Tat-Tuesday: Students share stories behind their ink


Editor's note: Tat-Tuesday is a weekly series that features students around campus and their tattoos.

Annie Ratner

Business sophomore Annie Ratner’s parents raised her on the Beatles, always introducing her to new songs from the British rock band. When she was about 8 years old, she first heard “Here Comes the Sun” and developed an immediate connection to it.

“We were on a family trip driving through Yellowstone National Park, and the song came on the radio for the first time,” Ratner said. “It’s just so pretty and so calming. Whenever I hear it now it reminds me of a peaceful time.”

But for Ratner, the lyrics have a deeper meaning. After going through hard times, they serve as a reminder of her childhood and the person who always stands by her.

“I got it with my mom, and hers says, ‘It’s alright,’” Ratner said. “It’s a little nod to rough times I’ve been through, and my mom helped me through that.”

While battling mental illness, Ratner isolated herself from the world, but her mother helped her shine once more.

“It’s kind of impossible to describe our relationship,” Ratner said. “It just feels amazing to have your mom there as your rock.”

Kaysie Logan

History sophomore Kaysie Logan believes her ex-boyfriend introduced color to her life, opening her eyes to food and movies she’d never even tried before. Her “Spirited Away” tattoo, while definitely motivated by a love of the film, also reminds her of this moment in time.

“I’d never watched anime before, and he showed me anime and all of these movies,” Logan said. “This is from ‘Spirited Away’ by Hayao Miyazaki, and his name is No-Face.”

Even though they’ve gone their separate ways, Logan said she has no regrets. 

“It signified this time in my life where a really important person showed me a lot of color in the world,” she said. “It’s more color, beauty, flavor; everything seems so much more vibrant.”

Brant Hudgins

Not everything is as bad as it may seem, and advertising sophomore Brant Hudgins relies on this adage daily.

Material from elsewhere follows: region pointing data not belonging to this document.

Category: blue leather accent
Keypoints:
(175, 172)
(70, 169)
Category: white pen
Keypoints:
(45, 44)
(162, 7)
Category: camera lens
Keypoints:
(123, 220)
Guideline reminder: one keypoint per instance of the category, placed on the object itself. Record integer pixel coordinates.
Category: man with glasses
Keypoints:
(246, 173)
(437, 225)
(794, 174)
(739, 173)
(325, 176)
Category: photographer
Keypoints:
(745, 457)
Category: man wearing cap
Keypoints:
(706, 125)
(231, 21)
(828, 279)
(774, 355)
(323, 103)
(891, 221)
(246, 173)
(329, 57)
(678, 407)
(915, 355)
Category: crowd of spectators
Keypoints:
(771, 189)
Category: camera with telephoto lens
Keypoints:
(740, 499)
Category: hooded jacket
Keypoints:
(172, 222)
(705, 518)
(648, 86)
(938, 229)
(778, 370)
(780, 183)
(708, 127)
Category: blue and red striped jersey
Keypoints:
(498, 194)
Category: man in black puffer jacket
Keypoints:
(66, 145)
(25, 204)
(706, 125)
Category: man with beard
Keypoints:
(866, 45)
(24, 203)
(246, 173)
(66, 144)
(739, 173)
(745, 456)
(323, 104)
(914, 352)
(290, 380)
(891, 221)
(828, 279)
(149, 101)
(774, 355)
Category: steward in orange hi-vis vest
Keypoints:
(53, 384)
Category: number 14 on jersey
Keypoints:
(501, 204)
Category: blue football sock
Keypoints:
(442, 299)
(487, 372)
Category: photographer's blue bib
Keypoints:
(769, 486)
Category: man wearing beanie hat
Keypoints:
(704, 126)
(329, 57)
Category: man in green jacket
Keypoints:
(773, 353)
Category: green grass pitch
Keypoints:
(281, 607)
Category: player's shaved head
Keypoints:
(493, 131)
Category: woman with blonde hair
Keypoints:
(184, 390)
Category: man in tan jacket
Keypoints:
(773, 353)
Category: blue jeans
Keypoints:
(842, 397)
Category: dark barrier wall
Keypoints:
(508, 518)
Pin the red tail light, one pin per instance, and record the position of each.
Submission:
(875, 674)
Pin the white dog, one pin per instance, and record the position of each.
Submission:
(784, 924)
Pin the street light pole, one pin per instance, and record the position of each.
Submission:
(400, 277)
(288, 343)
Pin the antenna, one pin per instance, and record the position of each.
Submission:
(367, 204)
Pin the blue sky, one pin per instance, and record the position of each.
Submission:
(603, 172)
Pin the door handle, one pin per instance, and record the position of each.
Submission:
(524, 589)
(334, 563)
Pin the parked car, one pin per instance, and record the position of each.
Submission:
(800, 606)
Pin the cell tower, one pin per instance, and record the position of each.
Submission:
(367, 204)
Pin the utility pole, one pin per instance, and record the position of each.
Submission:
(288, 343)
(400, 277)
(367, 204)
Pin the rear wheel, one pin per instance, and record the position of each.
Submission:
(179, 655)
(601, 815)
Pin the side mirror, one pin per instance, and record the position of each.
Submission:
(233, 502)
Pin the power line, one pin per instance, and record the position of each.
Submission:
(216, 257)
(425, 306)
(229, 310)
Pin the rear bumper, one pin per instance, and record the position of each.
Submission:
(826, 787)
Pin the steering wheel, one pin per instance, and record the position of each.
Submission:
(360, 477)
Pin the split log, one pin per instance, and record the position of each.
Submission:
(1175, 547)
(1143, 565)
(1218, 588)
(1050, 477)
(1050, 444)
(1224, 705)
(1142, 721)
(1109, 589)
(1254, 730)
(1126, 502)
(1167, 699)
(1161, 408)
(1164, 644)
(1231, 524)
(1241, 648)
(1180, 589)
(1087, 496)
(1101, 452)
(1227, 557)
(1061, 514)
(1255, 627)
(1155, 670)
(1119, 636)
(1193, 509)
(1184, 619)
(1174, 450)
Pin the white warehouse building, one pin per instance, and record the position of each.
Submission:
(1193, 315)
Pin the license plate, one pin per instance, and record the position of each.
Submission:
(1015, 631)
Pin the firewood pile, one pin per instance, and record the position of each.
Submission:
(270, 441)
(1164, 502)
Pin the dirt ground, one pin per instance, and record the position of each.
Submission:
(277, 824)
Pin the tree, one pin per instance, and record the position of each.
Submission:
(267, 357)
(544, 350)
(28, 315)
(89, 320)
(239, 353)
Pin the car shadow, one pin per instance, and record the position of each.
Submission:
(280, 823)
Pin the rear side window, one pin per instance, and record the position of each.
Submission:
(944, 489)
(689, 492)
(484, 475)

His tattoo of The Primrose Triangle, an optical illusion, represents the better days ahead to him. 

“Even though I might not be able to see a happier time, it is out there ahead of me,” Hudgins said. “It’s my reminder that I’m always being watched over.”

One of Hudgins’ closest friends had a difficult experience with drugs, and he said it was one of the hardest times in his life. The tattoo reminds him of what he’s overcome.

When Hudgins’ parents found out about the tattoo, they kicked him out of his home for a week and his mother refused to talk to him. Despite all this hardship, Hudgins still has no regrets about his decision.

“I love it. I think it’s representative of who I am,” Hudgins said. “As soon as I can, I want to get a sleeve on my entire arm.”